Now we plot the regression tree and save the graph

# Visualize regression tree using rpart.plot
rpart.plot(tree.model, 
           main = "Regression Tree for Attrition",
           extra = 104, # Display probability of class and number of observations
           box.palette = "RdYlGn", # Color scheme
           shadow.col = "gray", # Add shadow for readability
           nn = TRUE) # Show node numbers
  • rpart.plot(tree.model,…) plots a tree model.
  • main=”…” sets the title of the plot.
  • extra=104 controls the inforamation shown in each node:
    • 100 -> shows class probability
    • 4 -> shows number of observations in the node.
    • Combining both we have both class probabilities and node sizes.
  • box.palette=”RdYIGn” adds color to each node with Red->Yellow->Green color gradient
  • shadow.col = “gray” adds a shadow behind each node’s box to improve readability.
  • nn=True shows node numbers on the plot.

Random Forests

Next we perform Random forests (classification with valid mtry):

set.seed(1234)
model.rf <- randomForest(myformula, data = df, ntree = 1000, mtry = 2, 
                         proximity = TRUE, importance = TRUE)
print(model.rf)
varImpPlot(model.rf, main = "Variable Importance")

  • set.seed(100) bootstraps the samples and random fature selection for Random forests, which will make the results stable.
  • model.rf <- randomForest(…) trains a random forest classifier.
  • ntree = 1000 builds 1000 decision trees in the forest (heuristically speaking, more trees means stable results but it has a performance impact.)
  • mtry = 2 means that at each split, the algorithm randomly selects 2 variables to consider, which is good for controlling overfitting. proximity = TRUE calculates proximity matrix, or how often pairs of sampels fall in the same terminal node.
  • importance = TRUE stores variable importance metrics.
  • print(model.rf) outputs a summary of the fitted model with:
    • Error Rates
    • Confusion matrix
    • Class Distribution
  • varImpPlot(…) plots variable importance measures:
    • Mean Decreases in Accuracy: how much model accuracy drops if this variable is permuted.
    • Mean Decreases in Gini: how important the variables is for reducing impurity in trees.

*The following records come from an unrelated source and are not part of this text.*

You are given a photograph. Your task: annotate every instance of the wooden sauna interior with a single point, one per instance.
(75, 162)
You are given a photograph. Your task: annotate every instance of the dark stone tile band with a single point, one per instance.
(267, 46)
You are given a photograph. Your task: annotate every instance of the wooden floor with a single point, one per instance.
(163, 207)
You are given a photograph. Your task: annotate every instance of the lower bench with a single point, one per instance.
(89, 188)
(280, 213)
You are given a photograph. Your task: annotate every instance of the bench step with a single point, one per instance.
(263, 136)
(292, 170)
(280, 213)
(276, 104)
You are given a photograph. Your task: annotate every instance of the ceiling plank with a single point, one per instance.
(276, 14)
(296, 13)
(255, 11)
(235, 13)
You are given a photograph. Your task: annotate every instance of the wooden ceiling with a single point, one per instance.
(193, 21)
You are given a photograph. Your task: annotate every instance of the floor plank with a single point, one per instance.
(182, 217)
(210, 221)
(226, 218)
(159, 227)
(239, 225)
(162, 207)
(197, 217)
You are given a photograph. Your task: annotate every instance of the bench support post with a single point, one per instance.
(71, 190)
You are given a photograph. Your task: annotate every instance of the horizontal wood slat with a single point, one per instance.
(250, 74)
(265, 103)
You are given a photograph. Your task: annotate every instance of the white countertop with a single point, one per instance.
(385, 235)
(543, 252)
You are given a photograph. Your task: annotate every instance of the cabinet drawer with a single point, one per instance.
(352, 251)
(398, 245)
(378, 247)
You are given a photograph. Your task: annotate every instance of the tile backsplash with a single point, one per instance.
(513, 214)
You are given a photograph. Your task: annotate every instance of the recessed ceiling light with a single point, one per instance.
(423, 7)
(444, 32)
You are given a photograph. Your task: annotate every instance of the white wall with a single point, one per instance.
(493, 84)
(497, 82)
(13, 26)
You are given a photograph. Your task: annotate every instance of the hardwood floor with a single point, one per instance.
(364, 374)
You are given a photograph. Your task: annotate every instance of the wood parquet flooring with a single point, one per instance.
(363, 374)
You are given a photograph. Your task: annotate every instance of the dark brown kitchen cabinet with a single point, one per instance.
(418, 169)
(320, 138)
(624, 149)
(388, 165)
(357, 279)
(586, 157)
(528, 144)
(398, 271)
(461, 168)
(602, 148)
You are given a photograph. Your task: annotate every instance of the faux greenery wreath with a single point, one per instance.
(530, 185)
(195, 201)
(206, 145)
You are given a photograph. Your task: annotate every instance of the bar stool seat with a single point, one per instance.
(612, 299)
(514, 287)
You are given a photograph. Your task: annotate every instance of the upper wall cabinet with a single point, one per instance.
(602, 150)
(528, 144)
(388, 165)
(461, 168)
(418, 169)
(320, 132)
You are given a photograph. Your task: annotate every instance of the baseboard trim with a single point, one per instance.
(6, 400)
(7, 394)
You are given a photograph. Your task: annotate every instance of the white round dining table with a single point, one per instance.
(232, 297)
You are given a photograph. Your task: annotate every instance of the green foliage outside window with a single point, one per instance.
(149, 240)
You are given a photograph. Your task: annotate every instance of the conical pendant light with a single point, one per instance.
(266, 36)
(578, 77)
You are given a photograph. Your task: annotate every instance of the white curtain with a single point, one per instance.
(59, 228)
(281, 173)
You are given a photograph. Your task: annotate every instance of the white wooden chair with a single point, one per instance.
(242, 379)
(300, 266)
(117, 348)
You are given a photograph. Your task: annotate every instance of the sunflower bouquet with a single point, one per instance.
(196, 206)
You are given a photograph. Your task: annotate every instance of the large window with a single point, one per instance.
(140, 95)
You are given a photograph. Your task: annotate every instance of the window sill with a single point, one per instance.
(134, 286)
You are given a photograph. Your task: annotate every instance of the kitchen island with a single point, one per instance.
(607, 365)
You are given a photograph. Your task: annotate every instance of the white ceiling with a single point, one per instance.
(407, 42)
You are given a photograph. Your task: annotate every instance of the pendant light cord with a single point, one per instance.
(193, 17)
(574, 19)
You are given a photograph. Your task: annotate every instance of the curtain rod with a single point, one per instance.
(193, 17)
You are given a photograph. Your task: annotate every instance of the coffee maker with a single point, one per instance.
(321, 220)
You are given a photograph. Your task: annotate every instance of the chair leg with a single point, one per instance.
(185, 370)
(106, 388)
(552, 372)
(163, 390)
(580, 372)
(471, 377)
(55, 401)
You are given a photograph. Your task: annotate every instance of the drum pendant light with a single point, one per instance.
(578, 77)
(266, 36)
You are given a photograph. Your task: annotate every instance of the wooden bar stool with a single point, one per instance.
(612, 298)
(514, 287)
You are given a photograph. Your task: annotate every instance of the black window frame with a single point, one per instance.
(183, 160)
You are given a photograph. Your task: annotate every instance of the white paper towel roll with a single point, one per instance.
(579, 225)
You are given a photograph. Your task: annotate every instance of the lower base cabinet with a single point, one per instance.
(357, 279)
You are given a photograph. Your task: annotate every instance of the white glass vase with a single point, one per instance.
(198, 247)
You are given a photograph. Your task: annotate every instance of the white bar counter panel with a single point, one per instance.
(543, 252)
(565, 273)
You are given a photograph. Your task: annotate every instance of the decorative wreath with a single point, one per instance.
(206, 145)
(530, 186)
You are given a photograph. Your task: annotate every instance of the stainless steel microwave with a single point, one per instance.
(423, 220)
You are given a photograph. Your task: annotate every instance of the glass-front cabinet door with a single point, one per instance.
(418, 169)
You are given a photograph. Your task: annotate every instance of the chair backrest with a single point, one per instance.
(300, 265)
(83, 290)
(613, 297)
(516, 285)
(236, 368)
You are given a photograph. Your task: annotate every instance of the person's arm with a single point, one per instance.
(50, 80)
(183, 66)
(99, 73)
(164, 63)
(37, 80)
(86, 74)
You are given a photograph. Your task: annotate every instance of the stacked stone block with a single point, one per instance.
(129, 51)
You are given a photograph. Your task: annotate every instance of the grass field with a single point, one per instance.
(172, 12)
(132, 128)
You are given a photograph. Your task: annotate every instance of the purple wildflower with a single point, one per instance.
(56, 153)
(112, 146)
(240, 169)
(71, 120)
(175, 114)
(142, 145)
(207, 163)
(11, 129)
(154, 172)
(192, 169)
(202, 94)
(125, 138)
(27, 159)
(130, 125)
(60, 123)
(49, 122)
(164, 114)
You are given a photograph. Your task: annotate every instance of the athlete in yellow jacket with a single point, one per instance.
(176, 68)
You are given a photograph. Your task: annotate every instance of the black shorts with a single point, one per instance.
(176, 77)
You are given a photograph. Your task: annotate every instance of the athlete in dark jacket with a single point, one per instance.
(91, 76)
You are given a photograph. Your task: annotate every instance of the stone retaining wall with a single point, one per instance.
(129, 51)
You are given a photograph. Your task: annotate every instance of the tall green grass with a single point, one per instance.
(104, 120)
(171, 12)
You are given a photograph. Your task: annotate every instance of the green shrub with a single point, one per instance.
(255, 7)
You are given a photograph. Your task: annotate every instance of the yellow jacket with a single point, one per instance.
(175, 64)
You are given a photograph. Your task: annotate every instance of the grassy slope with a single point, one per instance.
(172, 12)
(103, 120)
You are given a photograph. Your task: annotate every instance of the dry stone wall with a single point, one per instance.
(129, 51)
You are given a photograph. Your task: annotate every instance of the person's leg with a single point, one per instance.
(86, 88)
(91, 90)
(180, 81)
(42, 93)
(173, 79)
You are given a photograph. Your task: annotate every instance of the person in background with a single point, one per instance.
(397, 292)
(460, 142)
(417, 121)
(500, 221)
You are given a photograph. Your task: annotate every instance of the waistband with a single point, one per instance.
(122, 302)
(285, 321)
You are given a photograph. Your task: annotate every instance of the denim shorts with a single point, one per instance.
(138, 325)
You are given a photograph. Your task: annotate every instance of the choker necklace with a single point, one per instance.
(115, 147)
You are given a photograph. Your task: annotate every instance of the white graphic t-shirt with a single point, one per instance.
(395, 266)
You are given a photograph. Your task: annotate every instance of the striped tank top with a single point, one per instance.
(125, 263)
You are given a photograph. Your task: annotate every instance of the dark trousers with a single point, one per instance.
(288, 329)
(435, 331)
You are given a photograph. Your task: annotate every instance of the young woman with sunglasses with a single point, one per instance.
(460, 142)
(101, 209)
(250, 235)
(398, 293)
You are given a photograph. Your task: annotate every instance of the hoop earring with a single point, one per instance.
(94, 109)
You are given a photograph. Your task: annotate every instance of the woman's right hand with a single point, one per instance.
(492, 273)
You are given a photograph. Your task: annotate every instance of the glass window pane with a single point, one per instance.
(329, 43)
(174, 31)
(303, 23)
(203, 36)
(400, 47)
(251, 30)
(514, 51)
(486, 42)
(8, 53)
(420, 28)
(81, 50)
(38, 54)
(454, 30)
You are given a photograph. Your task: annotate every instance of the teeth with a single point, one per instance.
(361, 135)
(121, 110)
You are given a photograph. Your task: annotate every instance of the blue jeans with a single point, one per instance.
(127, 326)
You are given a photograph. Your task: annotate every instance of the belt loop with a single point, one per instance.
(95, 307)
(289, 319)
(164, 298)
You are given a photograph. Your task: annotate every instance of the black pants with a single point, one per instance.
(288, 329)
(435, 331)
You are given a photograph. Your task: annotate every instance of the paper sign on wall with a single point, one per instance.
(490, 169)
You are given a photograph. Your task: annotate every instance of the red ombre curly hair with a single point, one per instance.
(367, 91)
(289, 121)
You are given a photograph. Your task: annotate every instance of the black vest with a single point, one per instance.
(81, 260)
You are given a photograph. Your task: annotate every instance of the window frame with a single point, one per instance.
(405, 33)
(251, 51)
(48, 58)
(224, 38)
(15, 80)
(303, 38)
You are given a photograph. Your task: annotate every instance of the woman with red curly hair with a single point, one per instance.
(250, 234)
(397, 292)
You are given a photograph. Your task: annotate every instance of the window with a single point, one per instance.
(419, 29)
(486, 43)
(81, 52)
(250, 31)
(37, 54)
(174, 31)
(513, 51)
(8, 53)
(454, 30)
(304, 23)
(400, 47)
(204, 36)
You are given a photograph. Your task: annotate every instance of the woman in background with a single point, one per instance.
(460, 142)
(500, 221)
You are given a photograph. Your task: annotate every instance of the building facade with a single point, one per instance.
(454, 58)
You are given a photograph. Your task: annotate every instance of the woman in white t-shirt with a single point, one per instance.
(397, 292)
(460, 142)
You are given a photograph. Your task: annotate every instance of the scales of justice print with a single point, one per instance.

Alternatively we can split the data into training and test:

set.seed(123)
training.samples <- createDataPartition(df$leave, p = 0.7, list = FALSE)
train.data <- df[training.samples, ]
test.data <- df[-training.samples, ]

# Random forest performance (classification)
model.rf <- randomForest(myformula, data = train.data, ntree = 1000, mtry = 2, 
                         proximity = TRUE, importance = TRUE)
predictions.rf <- predict(model.rf, test.data)
# Convert predictions to numeric for metrics
predictions.rf_numeric <- as.numeric(predictions.rf) - 1
metrics.rf <- data.frame(
  R2 = R2(predictions.rf_numeric, test.data$leave_numeric),
  RMSE = RMSE(predictions.rf_numeric, test.data$leave_numeric),
  MAE = MAE(predictions.rf_numeric, test.data$leave_numeric)
)
print("Random Forest Metrics:")
print(metrics.rf)

That sums up our introductory tutorial in R.